Uzun zamandır okumadığınız ve yaşamadığınız sıcaklıkta bir aşk öyküsü… Büyülü bir anlatım… Has edebiyatın doruk noktalarından biri…
***
1.
Geçmişteki ilişkinin hatırına, Bristol’dan İngiltere’nin güney kıyısına kadar neredeyse bir boylam şeklinde uzanan terk edilmiş araba yolunu tutan seyyah, yolculuğunun sonraki kısmında kendini elma ağaçlarıyla bezenmiş geniş ormanların olduğu bir bölgede bulacaktır. Burada, duruma göre meyve veren ya da yalın ağaçlar, yol kenarındaki çalıları, dal ve gölgeleriyle yontar; daha alçaktaki dallar, havada hayalî bir şekilde uzanıyormuşçasına yolun seviyesinde yatardı. Bir yerde, HighStoy Tepesi’nin sarp yamacının bir ya da iki kilometre önceden gözüktüğü Blackmoor Vadisi’nin eteklerinde, sonbaharları, yapraklar yolu tamamen kaplayacak bir kalınlıkta olurlardı. Bu nokta tenhadır ve şimdi yok olmuş olsalar da, günler, zamanında o yoldan gitmiş olan neşeli arabacıları karartırken aylakların aklına yolu çiğneyen, su toplamış ayaklar ve onu ıslatan gözyaşları gelir.
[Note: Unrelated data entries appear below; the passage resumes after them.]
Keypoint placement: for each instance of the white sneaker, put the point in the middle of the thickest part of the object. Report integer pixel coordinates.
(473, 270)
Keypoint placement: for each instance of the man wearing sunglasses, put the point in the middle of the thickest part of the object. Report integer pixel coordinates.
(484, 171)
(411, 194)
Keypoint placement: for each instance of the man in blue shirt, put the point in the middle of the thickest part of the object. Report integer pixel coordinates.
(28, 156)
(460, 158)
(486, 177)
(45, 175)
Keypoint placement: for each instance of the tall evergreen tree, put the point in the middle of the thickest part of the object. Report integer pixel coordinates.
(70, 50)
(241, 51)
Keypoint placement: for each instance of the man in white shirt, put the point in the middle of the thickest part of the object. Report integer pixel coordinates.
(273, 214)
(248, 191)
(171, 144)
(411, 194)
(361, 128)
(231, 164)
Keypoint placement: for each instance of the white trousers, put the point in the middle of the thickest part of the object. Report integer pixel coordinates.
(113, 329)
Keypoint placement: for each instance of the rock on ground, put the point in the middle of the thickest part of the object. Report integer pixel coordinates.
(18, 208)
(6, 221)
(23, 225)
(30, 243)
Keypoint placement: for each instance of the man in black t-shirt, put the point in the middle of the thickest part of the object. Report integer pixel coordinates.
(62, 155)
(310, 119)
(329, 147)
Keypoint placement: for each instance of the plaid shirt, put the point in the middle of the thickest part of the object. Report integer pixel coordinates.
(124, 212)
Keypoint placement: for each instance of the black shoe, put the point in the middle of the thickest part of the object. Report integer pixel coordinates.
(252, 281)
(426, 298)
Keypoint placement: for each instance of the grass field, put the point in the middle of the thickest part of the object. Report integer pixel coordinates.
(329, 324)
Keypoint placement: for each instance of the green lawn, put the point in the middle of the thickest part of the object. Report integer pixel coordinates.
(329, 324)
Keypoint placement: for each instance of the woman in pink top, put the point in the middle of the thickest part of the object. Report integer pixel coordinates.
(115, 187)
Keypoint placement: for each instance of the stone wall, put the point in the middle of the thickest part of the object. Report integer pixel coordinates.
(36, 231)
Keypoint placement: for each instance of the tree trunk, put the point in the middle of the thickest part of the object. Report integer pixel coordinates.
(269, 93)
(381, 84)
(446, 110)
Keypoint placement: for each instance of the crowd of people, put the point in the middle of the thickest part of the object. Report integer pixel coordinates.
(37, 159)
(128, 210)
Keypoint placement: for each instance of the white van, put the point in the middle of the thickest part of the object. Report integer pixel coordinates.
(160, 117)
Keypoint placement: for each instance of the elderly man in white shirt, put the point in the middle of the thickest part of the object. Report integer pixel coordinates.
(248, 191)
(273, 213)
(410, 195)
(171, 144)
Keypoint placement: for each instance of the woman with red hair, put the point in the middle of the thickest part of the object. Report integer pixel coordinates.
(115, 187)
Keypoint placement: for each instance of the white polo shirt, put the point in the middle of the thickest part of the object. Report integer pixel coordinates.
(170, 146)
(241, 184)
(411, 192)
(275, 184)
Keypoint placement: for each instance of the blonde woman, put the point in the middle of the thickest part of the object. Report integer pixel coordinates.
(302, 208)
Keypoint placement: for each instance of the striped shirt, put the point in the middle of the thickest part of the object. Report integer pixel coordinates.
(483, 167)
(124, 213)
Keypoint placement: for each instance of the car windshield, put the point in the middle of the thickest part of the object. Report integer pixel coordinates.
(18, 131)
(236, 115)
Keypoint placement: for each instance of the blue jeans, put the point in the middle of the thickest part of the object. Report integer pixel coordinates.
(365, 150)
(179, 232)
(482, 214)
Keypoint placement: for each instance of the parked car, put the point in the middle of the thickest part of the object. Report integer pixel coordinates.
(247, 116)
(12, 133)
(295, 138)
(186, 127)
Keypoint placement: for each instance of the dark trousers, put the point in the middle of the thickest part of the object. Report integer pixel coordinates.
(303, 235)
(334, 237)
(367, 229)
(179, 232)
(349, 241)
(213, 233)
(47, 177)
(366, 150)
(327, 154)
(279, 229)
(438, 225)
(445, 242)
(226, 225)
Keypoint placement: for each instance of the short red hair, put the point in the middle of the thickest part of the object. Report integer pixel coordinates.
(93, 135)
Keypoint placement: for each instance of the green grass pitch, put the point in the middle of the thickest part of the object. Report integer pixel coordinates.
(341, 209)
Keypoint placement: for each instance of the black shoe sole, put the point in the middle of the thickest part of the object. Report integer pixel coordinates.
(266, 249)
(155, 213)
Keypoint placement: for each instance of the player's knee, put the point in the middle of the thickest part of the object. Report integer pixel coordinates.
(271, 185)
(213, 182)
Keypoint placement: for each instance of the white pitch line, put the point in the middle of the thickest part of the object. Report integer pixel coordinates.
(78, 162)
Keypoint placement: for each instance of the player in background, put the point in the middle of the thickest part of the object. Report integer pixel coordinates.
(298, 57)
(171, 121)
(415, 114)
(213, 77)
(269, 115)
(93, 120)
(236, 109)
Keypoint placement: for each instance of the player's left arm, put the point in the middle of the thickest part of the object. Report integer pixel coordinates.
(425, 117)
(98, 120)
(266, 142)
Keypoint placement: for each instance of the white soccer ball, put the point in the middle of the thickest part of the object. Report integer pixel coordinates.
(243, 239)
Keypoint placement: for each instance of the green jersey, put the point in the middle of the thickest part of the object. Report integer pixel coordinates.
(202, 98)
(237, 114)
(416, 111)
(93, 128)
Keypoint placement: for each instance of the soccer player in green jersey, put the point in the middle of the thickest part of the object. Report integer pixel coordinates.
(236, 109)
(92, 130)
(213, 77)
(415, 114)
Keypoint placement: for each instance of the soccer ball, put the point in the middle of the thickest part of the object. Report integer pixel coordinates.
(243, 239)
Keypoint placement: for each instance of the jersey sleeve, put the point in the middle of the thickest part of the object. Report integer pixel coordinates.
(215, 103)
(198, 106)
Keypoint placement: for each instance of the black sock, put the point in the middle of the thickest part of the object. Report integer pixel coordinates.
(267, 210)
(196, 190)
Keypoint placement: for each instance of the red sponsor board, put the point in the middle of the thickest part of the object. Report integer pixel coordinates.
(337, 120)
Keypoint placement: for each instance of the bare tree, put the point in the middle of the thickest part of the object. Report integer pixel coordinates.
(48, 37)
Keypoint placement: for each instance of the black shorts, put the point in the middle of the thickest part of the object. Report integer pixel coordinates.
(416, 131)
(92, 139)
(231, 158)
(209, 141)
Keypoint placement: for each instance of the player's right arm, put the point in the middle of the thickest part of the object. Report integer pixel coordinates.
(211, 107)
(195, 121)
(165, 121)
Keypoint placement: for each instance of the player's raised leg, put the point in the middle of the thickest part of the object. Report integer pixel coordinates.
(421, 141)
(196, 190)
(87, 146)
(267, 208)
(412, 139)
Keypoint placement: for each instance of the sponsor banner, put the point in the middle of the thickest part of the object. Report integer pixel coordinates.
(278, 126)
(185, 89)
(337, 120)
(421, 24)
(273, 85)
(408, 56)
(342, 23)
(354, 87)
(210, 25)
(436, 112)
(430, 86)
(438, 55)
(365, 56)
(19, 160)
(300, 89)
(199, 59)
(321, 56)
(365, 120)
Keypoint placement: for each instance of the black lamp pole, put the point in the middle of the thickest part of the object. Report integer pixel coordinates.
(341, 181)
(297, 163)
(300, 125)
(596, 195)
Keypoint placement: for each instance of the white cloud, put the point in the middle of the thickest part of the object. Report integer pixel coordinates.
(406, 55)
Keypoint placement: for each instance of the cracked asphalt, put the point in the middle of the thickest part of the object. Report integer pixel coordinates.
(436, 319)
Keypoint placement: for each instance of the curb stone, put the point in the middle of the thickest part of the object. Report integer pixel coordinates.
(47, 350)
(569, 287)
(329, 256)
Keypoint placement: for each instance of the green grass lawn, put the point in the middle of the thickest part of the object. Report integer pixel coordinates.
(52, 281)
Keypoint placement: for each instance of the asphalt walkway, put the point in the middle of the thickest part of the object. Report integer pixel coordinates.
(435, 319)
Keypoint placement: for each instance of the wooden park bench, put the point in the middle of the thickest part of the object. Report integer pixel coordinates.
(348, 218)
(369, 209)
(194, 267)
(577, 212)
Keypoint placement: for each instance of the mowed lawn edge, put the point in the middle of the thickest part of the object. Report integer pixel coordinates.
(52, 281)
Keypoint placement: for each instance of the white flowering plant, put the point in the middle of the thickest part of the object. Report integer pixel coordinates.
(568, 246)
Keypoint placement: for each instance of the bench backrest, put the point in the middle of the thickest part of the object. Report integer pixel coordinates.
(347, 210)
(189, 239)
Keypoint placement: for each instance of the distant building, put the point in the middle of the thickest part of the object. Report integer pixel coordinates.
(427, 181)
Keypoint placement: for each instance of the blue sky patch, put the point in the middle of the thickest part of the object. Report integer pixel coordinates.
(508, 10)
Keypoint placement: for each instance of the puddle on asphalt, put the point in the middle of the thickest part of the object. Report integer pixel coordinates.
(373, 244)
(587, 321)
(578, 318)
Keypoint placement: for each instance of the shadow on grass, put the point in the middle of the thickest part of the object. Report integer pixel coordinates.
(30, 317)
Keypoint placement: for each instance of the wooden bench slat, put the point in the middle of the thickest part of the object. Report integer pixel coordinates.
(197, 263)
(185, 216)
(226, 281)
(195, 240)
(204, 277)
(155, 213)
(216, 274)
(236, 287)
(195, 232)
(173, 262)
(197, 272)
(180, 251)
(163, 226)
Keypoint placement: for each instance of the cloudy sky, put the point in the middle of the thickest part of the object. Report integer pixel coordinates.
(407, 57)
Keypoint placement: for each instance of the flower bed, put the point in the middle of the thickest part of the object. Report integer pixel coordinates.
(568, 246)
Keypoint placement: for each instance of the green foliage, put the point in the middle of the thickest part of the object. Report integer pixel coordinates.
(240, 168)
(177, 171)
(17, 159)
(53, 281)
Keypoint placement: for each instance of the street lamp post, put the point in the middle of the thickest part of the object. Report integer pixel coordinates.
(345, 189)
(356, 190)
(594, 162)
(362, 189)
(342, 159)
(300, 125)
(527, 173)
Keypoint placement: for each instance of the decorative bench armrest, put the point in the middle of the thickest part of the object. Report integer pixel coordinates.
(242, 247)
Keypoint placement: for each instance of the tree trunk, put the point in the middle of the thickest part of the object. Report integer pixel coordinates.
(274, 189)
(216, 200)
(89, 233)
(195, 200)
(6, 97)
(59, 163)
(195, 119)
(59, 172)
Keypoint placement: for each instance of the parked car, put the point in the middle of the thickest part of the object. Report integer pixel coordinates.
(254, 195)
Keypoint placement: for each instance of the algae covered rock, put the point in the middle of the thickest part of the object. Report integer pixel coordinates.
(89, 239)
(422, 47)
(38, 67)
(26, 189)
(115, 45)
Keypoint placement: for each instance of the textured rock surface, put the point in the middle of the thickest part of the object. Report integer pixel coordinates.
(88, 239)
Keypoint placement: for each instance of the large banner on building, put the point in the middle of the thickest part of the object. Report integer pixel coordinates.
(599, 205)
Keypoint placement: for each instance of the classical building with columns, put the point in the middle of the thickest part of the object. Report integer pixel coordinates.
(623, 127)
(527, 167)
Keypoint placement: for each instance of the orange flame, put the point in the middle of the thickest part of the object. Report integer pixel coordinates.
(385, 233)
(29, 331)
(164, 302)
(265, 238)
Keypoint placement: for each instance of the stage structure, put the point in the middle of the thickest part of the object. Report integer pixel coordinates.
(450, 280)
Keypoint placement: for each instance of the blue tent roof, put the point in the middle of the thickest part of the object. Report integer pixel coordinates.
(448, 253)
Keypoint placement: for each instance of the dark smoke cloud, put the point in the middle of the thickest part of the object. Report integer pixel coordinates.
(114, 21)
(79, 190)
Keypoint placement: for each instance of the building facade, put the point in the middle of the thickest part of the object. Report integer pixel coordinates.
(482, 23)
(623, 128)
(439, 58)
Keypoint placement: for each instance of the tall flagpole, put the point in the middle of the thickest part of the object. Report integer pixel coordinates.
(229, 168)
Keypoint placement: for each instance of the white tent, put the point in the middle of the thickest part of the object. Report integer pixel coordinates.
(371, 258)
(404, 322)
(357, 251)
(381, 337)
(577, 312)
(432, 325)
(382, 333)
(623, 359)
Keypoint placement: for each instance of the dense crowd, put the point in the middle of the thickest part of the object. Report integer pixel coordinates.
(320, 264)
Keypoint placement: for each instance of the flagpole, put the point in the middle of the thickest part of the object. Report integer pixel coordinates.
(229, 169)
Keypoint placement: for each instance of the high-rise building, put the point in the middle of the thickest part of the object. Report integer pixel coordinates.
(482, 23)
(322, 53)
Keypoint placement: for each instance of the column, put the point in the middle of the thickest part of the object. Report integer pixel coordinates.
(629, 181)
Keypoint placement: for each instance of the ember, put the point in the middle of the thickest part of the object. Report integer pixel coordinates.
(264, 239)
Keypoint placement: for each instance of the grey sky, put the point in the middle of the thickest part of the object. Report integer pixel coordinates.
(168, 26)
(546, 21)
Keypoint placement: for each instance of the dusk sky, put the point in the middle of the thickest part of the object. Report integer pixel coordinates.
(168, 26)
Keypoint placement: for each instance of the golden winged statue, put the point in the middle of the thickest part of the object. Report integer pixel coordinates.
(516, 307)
Terk edilmiş bir ana yolun görüntüsü, geniş vadiler veya meralarca erişilemeyecek derecede ıssızlık ifade eder ve orman içindeki açıklıklarla su birikintilerinden daha etkili bir mezarlık sessizliği ortaya çıkardı. Olmuş olanla olabilecek olan arasındaki tezat, bunu muhtemelen açıklar. Örneğin fidanlığın köşesinden bitişikteki yola adım atmak ve tam ortada bir an için o boşlukta durmak, insan kardeşliğinin basit yokluğunu, tek bir yürüyüş hamlesiyle, umutsuzluğun sıkıntısına değişmek demekti.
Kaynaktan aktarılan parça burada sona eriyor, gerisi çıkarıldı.